I wanted to call Sauerkopp but not from just anywhere. It needed to be a place with a telephone kiosk, place to park the car and a derelict house nearby. Iestyn’s ruined house would do just fine. It began to rain and the drops whipped across the windscreen, overwhelming the feeble wipers to form a bleary and uniform opalescence. The gloom thickened; I drove in a trance.
The red telephone kiosk was situated at the junction of the main road and the lane that led up to Iestyn’s old house.
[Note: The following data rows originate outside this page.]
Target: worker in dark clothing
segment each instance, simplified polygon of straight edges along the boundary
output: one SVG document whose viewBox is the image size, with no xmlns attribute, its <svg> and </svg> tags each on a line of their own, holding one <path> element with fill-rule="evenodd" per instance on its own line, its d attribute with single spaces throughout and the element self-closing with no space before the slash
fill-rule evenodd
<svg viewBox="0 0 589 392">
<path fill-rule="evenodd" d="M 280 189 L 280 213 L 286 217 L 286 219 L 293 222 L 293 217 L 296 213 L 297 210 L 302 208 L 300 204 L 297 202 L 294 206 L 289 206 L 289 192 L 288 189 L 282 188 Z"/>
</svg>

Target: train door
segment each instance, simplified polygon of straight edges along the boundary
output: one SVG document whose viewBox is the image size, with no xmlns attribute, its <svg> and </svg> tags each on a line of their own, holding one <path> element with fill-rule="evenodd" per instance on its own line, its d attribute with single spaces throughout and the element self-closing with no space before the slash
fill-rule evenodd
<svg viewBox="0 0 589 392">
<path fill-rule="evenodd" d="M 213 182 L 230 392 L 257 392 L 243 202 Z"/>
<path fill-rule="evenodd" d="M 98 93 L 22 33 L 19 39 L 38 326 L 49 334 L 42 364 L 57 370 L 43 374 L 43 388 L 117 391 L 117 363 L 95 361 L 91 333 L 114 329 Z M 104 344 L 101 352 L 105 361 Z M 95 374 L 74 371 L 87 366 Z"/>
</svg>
I parked the car in the lay-by further up and walked to the phone. The door squeaked like a frightened mouse; inside it smelled of urine and sheep dung; cold wind blew through a broken pane in the door. I called the number, hung up and returned to the car. Half an hour later a car arrived and parked opposite the kiosk. Sauerkopp spent some time looking round the telephone kiosk and then walked towards my car. He saw me, bent down to the window and found himself facing the gun. I got out, told him to turn around and put his hands on the roof of the car the way the cops did. He grinned as if it were the best joke he’d heard all week. I hit him over the back of the head with the gun, and he crumpled against the car, then slid to the ground.
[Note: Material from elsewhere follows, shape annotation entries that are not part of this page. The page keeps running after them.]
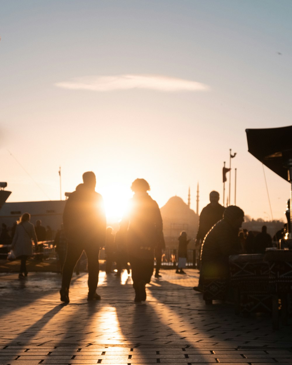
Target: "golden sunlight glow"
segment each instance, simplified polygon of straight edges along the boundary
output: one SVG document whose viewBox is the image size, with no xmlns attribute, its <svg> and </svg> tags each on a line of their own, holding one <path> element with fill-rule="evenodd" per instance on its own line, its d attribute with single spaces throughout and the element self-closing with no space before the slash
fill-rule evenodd
<svg viewBox="0 0 292 365">
<path fill-rule="evenodd" d="M 101 188 L 99 191 L 103 197 L 107 222 L 118 222 L 126 212 L 133 195 L 128 185 L 114 183 Z"/>
</svg>

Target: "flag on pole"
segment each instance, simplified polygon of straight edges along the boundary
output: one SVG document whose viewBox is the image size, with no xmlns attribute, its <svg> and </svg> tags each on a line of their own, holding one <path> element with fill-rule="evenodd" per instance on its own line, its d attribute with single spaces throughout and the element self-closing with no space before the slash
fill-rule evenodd
<svg viewBox="0 0 292 365">
<path fill-rule="evenodd" d="M 226 177 L 226 174 L 227 172 L 228 172 L 231 170 L 231 169 L 227 169 L 227 167 L 223 167 L 223 182 L 225 182 L 225 181 L 227 181 L 227 178 Z"/>
</svg>

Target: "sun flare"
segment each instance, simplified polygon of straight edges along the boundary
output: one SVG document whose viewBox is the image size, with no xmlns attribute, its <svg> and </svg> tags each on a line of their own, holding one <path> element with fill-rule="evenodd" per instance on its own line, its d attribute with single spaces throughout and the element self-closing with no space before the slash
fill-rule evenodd
<svg viewBox="0 0 292 365">
<path fill-rule="evenodd" d="M 100 189 L 105 208 L 108 223 L 119 222 L 127 210 L 129 199 L 133 195 L 128 185 L 113 184 Z"/>
</svg>

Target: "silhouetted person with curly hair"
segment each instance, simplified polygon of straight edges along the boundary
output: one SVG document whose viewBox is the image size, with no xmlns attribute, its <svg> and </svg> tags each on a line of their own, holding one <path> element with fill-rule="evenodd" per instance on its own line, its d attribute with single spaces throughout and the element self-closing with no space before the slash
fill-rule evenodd
<svg viewBox="0 0 292 365">
<path fill-rule="evenodd" d="M 150 187 L 146 180 L 136 179 L 131 189 L 134 195 L 120 231 L 127 243 L 135 301 L 139 302 L 146 300 L 145 285 L 153 273 L 154 249 L 162 234 L 162 222 L 157 203 L 147 193 Z"/>
</svg>

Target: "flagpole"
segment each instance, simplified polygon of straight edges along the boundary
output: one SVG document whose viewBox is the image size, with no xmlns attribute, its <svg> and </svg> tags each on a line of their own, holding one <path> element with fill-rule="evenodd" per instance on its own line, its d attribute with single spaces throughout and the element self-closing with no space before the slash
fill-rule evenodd
<svg viewBox="0 0 292 365">
<path fill-rule="evenodd" d="M 237 169 L 235 169 L 235 184 L 234 187 L 234 205 L 236 205 L 236 170 Z"/>
<path fill-rule="evenodd" d="M 230 205 L 230 192 L 231 191 L 231 149 L 230 148 L 229 150 L 230 151 L 230 154 L 229 155 L 229 168 L 230 169 L 229 171 L 229 201 L 228 205 Z"/>
<path fill-rule="evenodd" d="M 61 166 L 59 169 L 59 176 L 60 176 L 60 200 L 62 200 L 62 188 L 61 186 Z"/>
<path fill-rule="evenodd" d="M 225 168 L 225 164 L 226 162 L 224 161 L 224 168 Z M 225 182 L 223 181 L 223 206 L 225 207 Z"/>
</svg>

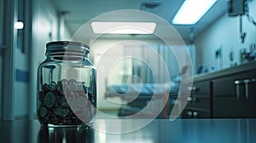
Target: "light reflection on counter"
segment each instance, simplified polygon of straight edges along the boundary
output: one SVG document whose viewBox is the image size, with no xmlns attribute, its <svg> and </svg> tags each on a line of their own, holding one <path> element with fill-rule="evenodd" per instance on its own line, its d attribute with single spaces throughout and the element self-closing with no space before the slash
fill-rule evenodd
<svg viewBox="0 0 256 143">
<path fill-rule="evenodd" d="M 96 123 L 102 123 L 104 128 L 111 127 L 105 119 Z M 120 128 L 133 126 L 119 125 Z M 256 119 L 177 119 L 173 122 L 156 119 L 141 129 L 125 134 L 85 128 L 41 128 L 37 120 L 0 121 L 0 142 L 3 143 L 254 143 L 255 134 Z"/>
</svg>

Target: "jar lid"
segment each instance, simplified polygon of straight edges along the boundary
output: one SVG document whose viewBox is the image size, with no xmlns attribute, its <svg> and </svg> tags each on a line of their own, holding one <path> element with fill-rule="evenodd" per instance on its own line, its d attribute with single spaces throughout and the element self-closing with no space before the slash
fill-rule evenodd
<svg viewBox="0 0 256 143">
<path fill-rule="evenodd" d="M 54 41 L 46 44 L 47 50 L 60 50 L 60 49 L 74 49 L 89 51 L 89 46 L 73 41 Z"/>
</svg>

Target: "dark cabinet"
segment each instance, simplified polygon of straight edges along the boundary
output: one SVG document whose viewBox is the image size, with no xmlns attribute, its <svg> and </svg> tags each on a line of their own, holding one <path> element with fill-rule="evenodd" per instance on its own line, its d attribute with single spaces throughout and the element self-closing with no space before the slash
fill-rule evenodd
<svg viewBox="0 0 256 143">
<path fill-rule="evenodd" d="M 256 117 L 256 71 L 212 80 L 212 117 Z"/>
<path fill-rule="evenodd" d="M 189 87 L 191 91 L 187 98 L 187 106 L 183 111 L 183 118 L 206 118 L 211 117 L 211 82 L 195 82 Z"/>
<path fill-rule="evenodd" d="M 256 62 L 197 76 L 183 118 L 256 117 Z"/>
</svg>

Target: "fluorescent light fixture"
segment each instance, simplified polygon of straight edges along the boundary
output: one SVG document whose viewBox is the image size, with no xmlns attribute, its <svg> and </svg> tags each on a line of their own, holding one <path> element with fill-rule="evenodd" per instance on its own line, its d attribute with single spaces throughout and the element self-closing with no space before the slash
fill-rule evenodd
<svg viewBox="0 0 256 143">
<path fill-rule="evenodd" d="M 24 23 L 21 21 L 17 21 L 15 23 L 15 29 L 23 29 L 24 28 Z"/>
<path fill-rule="evenodd" d="M 152 34 L 155 22 L 91 22 L 94 33 L 102 34 Z"/>
<path fill-rule="evenodd" d="M 217 0 L 185 0 L 172 23 L 194 25 L 216 2 Z"/>
</svg>

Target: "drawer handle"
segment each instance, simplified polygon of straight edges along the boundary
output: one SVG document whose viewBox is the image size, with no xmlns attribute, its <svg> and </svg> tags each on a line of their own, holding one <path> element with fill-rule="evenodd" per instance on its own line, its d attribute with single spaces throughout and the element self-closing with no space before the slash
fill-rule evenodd
<svg viewBox="0 0 256 143">
<path fill-rule="evenodd" d="M 193 112 L 193 116 L 197 117 L 198 116 L 198 112 Z"/>
<path fill-rule="evenodd" d="M 187 115 L 192 116 L 192 115 L 193 115 L 193 112 L 187 112 Z"/>
<path fill-rule="evenodd" d="M 234 82 L 234 84 L 236 85 L 236 99 L 240 100 L 240 84 L 241 83 L 241 81 L 236 80 Z"/>
<path fill-rule="evenodd" d="M 189 91 L 195 91 L 195 90 L 198 90 L 198 88 L 195 87 L 195 86 L 192 86 L 192 87 L 189 87 L 188 89 L 189 89 Z"/>
</svg>

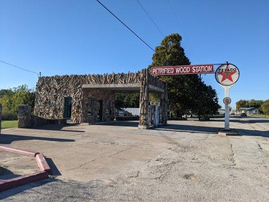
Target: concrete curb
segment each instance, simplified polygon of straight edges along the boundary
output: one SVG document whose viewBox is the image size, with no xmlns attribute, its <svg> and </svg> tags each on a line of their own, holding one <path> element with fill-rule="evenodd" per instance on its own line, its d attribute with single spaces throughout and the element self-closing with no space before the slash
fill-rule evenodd
<svg viewBox="0 0 269 202">
<path fill-rule="evenodd" d="M 48 164 L 45 159 L 44 155 L 38 154 L 35 156 L 35 160 L 36 163 L 37 163 L 37 165 L 41 171 L 46 172 L 48 174 L 52 173 L 51 169 L 49 168 L 49 166 L 48 166 Z"/>
<path fill-rule="evenodd" d="M 28 157 L 35 157 L 36 155 L 39 154 L 39 152 L 27 151 L 25 150 L 17 149 L 6 146 L 0 145 L 0 150 L 10 152 L 11 153 L 17 154 L 18 155 L 27 156 Z"/>
<path fill-rule="evenodd" d="M 30 182 L 42 180 L 48 177 L 46 172 L 38 172 L 30 175 L 15 177 L 9 180 L 0 181 L 0 191 L 16 187 Z"/>
<path fill-rule="evenodd" d="M 42 154 L 38 152 L 17 149 L 3 145 L 0 145 L 0 150 L 34 157 L 40 170 L 39 172 L 31 174 L 0 181 L 0 191 L 46 178 L 48 177 L 48 174 L 52 174 L 51 169 Z"/>
</svg>

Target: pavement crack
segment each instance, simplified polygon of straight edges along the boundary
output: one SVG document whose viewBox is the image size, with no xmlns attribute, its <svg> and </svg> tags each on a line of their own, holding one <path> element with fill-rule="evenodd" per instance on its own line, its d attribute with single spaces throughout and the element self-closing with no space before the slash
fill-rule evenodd
<svg viewBox="0 0 269 202">
<path fill-rule="evenodd" d="M 131 149 L 132 148 L 133 148 L 134 147 L 132 146 L 131 147 L 129 147 L 128 148 L 127 148 L 126 149 L 124 149 L 124 150 L 122 150 L 121 151 L 120 151 L 120 152 L 118 152 L 117 153 L 115 153 L 115 154 L 113 154 L 111 155 L 110 155 L 108 157 L 112 157 L 113 156 L 114 156 L 114 155 L 117 155 L 118 154 L 120 154 L 120 153 L 121 153 L 122 152 L 125 152 L 125 151 L 127 151 L 127 150 L 129 150 L 129 149 Z"/>
<path fill-rule="evenodd" d="M 235 165 L 236 165 L 236 164 L 235 163 L 235 153 L 234 152 L 234 150 L 233 149 L 233 144 L 231 142 L 231 141 L 230 139 L 228 139 L 229 143 L 230 145 L 230 148 L 231 148 L 231 151 L 232 152 L 232 155 L 230 156 L 231 158 L 231 160 L 232 160 L 232 162 Z"/>
<path fill-rule="evenodd" d="M 131 149 L 132 148 L 133 148 L 133 147 L 134 147 L 134 146 L 132 146 L 132 147 L 129 147 L 129 148 L 127 148 L 127 149 L 126 149 L 122 150 L 119 151 L 119 152 L 117 152 L 117 153 L 115 153 L 115 154 L 112 154 L 111 155 L 110 155 L 110 156 L 102 156 L 102 157 L 98 157 L 98 158 L 97 158 L 94 159 L 93 159 L 93 160 L 91 160 L 91 161 L 88 161 L 88 162 L 86 162 L 85 163 L 81 165 L 80 166 L 79 166 L 78 167 L 74 168 L 71 168 L 71 169 L 68 169 L 68 170 L 63 170 L 63 171 L 62 171 L 61 172 L 64 172 L 64 171 L 70 171 L 70 170 L 73 170 L 79 169 L 81 168 L 82 166 L 85 166 L 85 165 L 87 165 L 87 164 L 89 164 L 89 163 L 90 163 L 93 162 L 94 162 L 94 161 L 96 161 L 96 160 L 98 160 L 98 159 L 102 159 L 102 158 L 105 158 L 105 157 L 112 157 L 112 156 L 114 156 L 114 155 L 117 155 L 117 154 L 119 154 L 119 153 L 122 153 L 122 152 L 125 152 L 125 151 L 126 151 L 126 150 L 129 150 L 129 149 Z"/>
</svg>

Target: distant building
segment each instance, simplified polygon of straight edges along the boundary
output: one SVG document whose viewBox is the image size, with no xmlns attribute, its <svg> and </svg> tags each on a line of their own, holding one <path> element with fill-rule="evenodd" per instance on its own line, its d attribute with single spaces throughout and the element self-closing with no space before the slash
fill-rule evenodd
<svg viewBox="0 0 269 202">
<path fill-rule="evenodd" d="M 259 110 L 255 108 L 239 108 L 239 112 L 246 114 L 259 114 Z"/>
</svg>

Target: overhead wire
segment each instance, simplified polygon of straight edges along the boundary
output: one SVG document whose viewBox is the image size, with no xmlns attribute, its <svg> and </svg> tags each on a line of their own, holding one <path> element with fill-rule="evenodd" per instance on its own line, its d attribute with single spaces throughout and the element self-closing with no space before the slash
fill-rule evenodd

When he regained consciousness fifteen minutes later, he was sitting against a wall in the abandoned croft, trussed up with gaffer tape. Staring at the gun. It took him a while to grasp all the details of the scene, but once he had he smiled and said, ‘You’ve done well. I knew my faith in you wasn’t misplaced.’
‘Sorry I had to hit you.’
‘It’s OK, I’m used to it. If you’re going to threaten to shoot me, I might as well tell you now, I won’t believe you.’
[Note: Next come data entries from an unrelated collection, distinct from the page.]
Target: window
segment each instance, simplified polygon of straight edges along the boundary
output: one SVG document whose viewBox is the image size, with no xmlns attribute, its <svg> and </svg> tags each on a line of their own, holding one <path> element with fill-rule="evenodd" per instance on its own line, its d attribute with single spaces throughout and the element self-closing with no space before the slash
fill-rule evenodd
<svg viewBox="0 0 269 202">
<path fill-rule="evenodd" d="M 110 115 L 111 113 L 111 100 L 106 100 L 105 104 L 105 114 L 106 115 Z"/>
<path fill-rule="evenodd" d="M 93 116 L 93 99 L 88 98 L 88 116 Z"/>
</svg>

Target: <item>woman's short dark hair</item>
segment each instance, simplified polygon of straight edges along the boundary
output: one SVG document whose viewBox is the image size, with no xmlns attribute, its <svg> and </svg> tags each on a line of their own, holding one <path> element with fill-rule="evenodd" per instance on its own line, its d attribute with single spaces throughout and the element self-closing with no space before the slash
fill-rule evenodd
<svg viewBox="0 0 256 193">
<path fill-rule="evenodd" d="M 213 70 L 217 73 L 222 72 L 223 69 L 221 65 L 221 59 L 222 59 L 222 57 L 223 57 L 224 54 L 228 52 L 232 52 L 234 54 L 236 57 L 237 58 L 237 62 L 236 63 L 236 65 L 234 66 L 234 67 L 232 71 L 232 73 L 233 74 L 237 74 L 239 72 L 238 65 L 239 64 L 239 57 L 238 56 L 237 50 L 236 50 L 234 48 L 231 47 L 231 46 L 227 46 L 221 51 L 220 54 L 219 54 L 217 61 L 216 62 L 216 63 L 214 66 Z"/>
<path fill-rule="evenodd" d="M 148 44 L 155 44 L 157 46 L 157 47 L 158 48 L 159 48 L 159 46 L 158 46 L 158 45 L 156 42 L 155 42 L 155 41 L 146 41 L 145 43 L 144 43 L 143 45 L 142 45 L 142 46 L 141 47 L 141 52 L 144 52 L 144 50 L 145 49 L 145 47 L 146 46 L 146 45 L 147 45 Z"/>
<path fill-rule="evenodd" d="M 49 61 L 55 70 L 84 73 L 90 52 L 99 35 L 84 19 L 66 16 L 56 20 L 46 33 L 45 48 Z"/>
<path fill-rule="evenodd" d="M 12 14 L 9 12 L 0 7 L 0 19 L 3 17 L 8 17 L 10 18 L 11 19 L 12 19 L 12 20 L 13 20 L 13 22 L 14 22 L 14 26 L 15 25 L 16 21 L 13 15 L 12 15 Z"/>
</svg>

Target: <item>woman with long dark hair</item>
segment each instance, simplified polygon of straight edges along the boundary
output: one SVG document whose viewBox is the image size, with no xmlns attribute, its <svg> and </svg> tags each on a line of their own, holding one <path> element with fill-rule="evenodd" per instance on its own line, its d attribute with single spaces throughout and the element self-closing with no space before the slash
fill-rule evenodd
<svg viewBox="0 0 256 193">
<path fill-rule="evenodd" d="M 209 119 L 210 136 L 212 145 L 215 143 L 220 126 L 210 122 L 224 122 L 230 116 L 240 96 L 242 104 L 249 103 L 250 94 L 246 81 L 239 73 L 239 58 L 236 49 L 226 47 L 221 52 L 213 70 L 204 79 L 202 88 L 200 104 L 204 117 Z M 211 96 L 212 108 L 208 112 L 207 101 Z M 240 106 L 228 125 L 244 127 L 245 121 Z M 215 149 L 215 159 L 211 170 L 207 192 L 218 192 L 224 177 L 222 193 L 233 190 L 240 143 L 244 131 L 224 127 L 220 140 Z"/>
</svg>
‘I’m not going to shoot you.’ I eased the safety catch on and slipped the gun into my pocket. ‘I just want to chat.’
‘My door is always open.’
‘I’m in trouble.’
‘I know.’
‘I’m wanted for murder; the only witness is Meici Jones, but he’s lying. I think the mayor put him up to it. I don’t know why, maybe because I poked my nose into his business and he didn’t like it. It’s something about this famous kid in the silver suit.’
‘How can I help?’
‘You told me at the hospital it was your job to look after people who worked for the Aviary.’